Estimates for the S&P 500 communication services, consumer
discretionary and technology sectors have increased since April 1.
Reports from heavily weighted megacaps are expected to be critical
to the earnings season.
The S&P 500 technology sector index is up 32% so far in 2024,
leading gains among sectors, followed by communication services,
which is up 27%. The S&P 500 is up 17% since Dec. 31.
The S&P 500 index is trading at 21.2 times its estimated earnings
for the next 12 months, well above the index's historic average of
15.7, according to LSEG Datastream.
To be sure, some investors are watching this earnings season to see
whether profit growth from companies outside of the megacap names
may be starting to catch up to the tech-related leaders.
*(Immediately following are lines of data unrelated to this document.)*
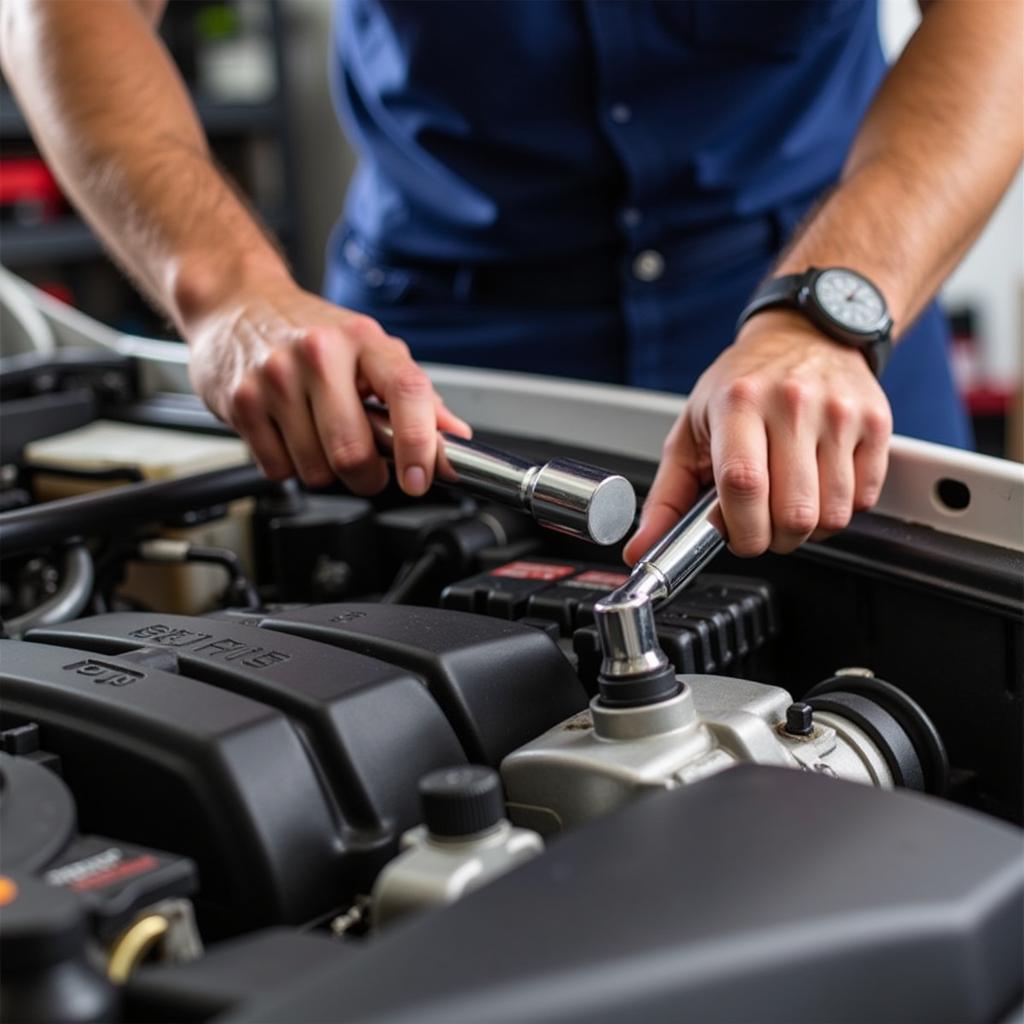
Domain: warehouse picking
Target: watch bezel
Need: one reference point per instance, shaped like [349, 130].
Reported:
[809, 300]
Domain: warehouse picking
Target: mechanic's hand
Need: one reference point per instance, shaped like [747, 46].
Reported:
[793, 428]
[289, 372]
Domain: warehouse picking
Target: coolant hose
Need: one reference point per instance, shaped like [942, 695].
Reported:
[69, 601]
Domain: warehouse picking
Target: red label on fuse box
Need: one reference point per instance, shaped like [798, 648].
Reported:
[532, 570]
[598, 580]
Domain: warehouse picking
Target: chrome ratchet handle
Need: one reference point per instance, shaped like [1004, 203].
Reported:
[685, 550]
[562, 495]
[626, 617]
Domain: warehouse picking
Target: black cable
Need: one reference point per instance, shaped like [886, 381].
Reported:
[107, 512]
[413, 573]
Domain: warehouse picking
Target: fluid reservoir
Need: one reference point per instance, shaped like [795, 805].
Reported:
[464, 843]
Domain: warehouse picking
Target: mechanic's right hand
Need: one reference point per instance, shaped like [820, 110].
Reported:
[289, 372]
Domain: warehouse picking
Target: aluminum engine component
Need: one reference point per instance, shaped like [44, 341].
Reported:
[605, 756]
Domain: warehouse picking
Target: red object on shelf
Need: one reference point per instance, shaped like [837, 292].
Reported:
[58, 291]
[30, 190]
[989, 399]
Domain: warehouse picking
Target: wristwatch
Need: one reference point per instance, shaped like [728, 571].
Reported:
[840, 302]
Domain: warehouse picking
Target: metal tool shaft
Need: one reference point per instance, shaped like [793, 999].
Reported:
[626, 616]
[562, 495]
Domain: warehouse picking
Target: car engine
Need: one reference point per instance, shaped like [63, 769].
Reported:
[270, 755]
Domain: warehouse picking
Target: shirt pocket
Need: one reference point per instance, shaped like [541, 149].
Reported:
[772, 28]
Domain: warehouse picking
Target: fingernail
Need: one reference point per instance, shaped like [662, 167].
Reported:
[415, 480]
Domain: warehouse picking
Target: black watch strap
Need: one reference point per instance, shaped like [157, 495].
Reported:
[791, 291]
[776, 292]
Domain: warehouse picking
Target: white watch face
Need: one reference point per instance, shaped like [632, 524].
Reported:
[850, 300]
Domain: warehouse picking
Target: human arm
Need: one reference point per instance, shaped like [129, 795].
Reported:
[286, 369]
[792, 425]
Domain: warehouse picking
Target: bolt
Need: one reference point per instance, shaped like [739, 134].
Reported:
[800, 719]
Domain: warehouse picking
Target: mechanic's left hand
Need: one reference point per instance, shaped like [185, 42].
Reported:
[794, 429]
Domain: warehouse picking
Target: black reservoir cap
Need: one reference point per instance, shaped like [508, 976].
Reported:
[462, 801]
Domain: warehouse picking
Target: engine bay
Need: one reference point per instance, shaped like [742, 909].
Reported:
[272, 755]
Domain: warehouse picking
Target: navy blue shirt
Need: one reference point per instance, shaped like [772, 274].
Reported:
[593, 187]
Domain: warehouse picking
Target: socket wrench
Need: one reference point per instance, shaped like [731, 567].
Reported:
[562, 495]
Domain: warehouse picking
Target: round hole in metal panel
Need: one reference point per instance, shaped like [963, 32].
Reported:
[952, 496]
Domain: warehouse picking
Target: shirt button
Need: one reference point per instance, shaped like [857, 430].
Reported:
[621, 114]
[648, 265]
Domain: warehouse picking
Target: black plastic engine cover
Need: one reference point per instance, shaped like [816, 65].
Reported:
[500, 683]
[174, 763]
[374, 728]
[759, 894]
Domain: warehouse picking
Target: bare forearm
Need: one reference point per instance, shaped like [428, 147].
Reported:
[934, 155]
[111, 114]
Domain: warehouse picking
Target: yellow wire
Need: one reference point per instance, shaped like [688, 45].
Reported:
[132, 946]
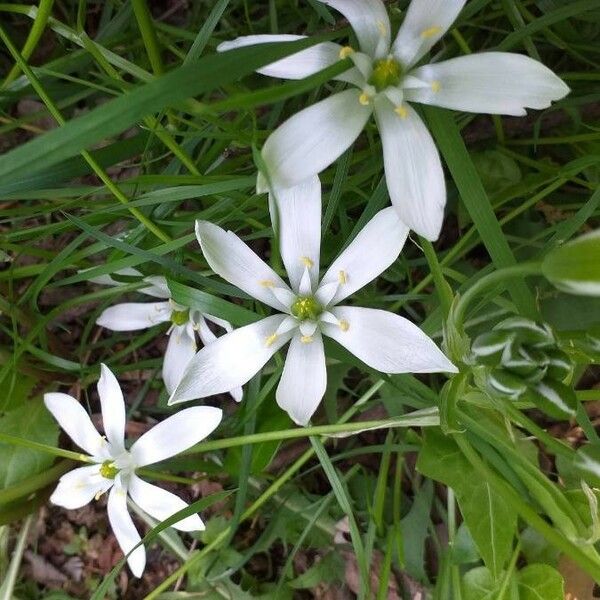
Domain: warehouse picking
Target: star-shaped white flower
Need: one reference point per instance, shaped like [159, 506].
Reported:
[114, 466]
[386, 80]
[132, 316]
[307, 309]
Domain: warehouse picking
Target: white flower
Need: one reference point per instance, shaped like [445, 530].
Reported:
[114, 466]
[131, 316]
[386, 79]
[307, 308]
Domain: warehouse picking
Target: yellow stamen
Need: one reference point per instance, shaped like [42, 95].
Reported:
[364, 99]
[267, 283]
[430, 31]
[271, 339]
[346, 51]
[401, 111]
[307, 262]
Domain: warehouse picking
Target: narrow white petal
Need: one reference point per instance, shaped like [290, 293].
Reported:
[158, 287]
[231, 360]
[79, 487]
[371, 252]
[180, 350]
[314, 138]
[175, 434]
[425, 23]
[297, 66]
[161, 505]
[490, 82]
[304, 378]
[124, 529]
[299, 210]
[73, 418]
[370, 22]
[386, 342]
[413, 170]
[230, 258]
[131, 316]
[113, 408]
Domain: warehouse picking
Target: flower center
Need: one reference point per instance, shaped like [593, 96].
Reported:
[108, 470]
[180, 317]
[306, 308]
[386, 72]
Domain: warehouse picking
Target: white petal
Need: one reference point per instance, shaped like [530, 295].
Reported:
[371, 252]
[180, 350]
[113, 408]
[490, 82]
[175, 434]
[124, 530]
[158, 287]
[425, 23]
[230, 258]
[370, 22]
[161, 505]
[299, 211]
[304, 378]
[79, 487]
[134, 315]
[386, 342]
[231, 360]
[73, 418]
[297, 66]
[314, 138]
[413, 170]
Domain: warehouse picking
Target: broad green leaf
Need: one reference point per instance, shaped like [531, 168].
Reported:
[33, 422]
[490, 520]
[540, 582]
[575, 266]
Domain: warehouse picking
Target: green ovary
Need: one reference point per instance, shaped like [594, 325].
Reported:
[386, 72]
[108, 469]
[307, 308]
[180, 317]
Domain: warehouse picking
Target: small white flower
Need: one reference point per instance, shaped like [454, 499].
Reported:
[131, 316]
[114, 466]
[386, 79]
[307, 308]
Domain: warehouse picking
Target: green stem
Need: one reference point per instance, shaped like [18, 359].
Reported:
[490, 281]
[100, 172]
[37, 30]
[527, 513]
[17, 441]
[146, 25]
[419, 418]
[442, 287]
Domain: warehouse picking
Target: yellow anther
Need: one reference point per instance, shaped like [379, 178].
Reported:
[364, 99]
[430, 31]
[346, 51]
[401, 111]
[307, 262]
[267, 283]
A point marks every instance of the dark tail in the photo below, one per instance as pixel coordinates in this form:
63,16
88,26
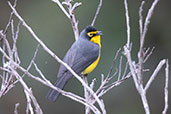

"The sectors that have been given up for dead, like energy and
financials, will start to have much better year-over-year
comparisons, and we think it's a reasonable bet that we will see a
broadening out of this rally," said Phil Orlando, chief equity
market strategist at Federated Hermes.
One other key focus this earnings period could be whether consumer
demand is holding up.
Also supporting stocks have been investor expectations that the
economy has cooled enough to allow the U.S. Federal Reserve to start
cutting interest rates this year.
Second-quarter estimates may have held up partly because of consumer
demand, said Oliver Pursche, senior vice president, advisor for
Wealthspire Advisors in Westport, Connecticut.
"A lot of investors and analysts had expected a deeper slowdown in
consumer spending, and that has not materialized," Pursche said.